Top-coded variables


With the top-coded salary variable in the Higher Ed dataset, when it is said to be top-coded is it 1. anomalised and marked as missing, is 2. the observation removed from the dataset or is it 3. rounded to the mark at which it is top-coded?

Thank you!


Your case number 3 is most accurate. The SALARY variable in IPUMS Higher Ed is top-coded at 150,000 US dollars (except for in the SESTAT-NSCG and NSRCG surveys where these values are top-coded at 100,000 US dollars). This means that for any SALARY value reported above the top-code, the value is replaced with the top-code value. So, for example, if someone reports a salary of 170,000 US dollars, then this value will show up as 150,000 in the data.


Thanks for that I really appreciate it Jeff! One follow-up question, if you wouldn’t mind. As you mentioned the SETAT-NSCG and NSRCG is top-coded at $100,000. Examing the data in stata in for example, the year 1995 and 2013, it shows observations from these two survey actuallly reaching up to $150,000 in salary. Do you know why this is?

Thank you!


You are right about this! The documentation is misleading in this case. It should say that SALARY in SESTAT-NSRCG surveys are top-coded at 100,000 US dollars and all other surveys are top-coded at 150,000 US dollars. Sorry for the confusion here. We will update the documentation appropriately.


Apologies, but even in SESTAT-NSRCG surveys, it seems observations are top-coded at $150,000? It seems all surveys include observations up to $150,000.

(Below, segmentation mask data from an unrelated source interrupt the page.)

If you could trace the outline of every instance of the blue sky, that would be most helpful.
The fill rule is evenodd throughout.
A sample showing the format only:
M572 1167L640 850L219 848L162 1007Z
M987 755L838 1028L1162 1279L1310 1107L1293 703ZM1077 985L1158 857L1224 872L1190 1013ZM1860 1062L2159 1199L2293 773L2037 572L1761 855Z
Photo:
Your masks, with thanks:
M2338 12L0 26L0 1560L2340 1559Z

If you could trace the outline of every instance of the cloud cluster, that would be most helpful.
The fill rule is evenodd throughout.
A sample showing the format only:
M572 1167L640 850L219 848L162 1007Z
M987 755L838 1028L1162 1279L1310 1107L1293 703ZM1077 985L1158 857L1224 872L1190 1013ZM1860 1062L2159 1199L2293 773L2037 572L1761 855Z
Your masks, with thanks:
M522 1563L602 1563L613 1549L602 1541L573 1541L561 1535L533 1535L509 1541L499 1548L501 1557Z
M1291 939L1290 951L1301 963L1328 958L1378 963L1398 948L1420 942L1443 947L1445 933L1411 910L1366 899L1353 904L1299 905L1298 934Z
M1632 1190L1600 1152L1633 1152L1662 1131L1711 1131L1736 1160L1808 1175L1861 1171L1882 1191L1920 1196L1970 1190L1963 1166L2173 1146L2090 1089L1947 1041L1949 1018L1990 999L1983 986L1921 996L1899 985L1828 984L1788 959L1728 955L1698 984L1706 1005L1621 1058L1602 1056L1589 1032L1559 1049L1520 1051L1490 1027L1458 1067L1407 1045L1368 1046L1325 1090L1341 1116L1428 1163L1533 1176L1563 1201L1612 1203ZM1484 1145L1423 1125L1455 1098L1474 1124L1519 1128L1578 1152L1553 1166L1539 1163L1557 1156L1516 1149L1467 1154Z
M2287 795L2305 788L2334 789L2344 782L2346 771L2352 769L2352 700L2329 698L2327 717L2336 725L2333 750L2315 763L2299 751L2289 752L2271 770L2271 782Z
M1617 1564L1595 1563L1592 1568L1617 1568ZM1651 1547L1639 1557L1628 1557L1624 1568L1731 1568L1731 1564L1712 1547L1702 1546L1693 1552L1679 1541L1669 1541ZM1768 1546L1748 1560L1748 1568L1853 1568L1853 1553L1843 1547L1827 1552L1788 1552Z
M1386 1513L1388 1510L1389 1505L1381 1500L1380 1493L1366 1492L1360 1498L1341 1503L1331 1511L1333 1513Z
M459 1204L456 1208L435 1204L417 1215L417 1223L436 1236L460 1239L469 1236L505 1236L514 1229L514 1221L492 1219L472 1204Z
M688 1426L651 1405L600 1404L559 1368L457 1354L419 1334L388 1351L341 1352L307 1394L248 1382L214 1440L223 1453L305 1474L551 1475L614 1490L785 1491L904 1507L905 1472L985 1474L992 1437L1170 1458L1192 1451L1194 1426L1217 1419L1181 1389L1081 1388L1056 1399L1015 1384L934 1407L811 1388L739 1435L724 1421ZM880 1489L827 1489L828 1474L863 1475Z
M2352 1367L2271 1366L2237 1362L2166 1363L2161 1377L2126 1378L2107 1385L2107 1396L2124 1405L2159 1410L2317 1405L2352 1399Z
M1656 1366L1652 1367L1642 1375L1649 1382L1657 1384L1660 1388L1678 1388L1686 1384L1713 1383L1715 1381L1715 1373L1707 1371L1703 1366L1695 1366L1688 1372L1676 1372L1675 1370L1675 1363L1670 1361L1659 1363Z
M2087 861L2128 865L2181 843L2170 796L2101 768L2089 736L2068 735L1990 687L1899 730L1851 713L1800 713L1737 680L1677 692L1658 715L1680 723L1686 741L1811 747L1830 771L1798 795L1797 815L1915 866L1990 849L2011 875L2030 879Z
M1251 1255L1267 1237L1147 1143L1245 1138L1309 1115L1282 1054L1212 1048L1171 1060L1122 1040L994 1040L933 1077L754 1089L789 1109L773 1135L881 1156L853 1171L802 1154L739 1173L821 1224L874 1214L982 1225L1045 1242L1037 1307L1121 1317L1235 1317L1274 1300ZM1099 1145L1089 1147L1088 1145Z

I don’t think so. After cleaning out observations with special codes for skips and missing, I find the following:

. by surid, sort : summarize salary

-> surid = NSCG

Variable | Obs Mean Std. Dev. Min Max
salary | 457043 65154.34 36686.89 0 150000

-> surid = NSRCG

Variable | Obs Mean Std. Dev. Min Max
salary | 90087 36660.75 20529.4 0 100000

Perhaps I am missing something?


Apologies, you’re right, sorry!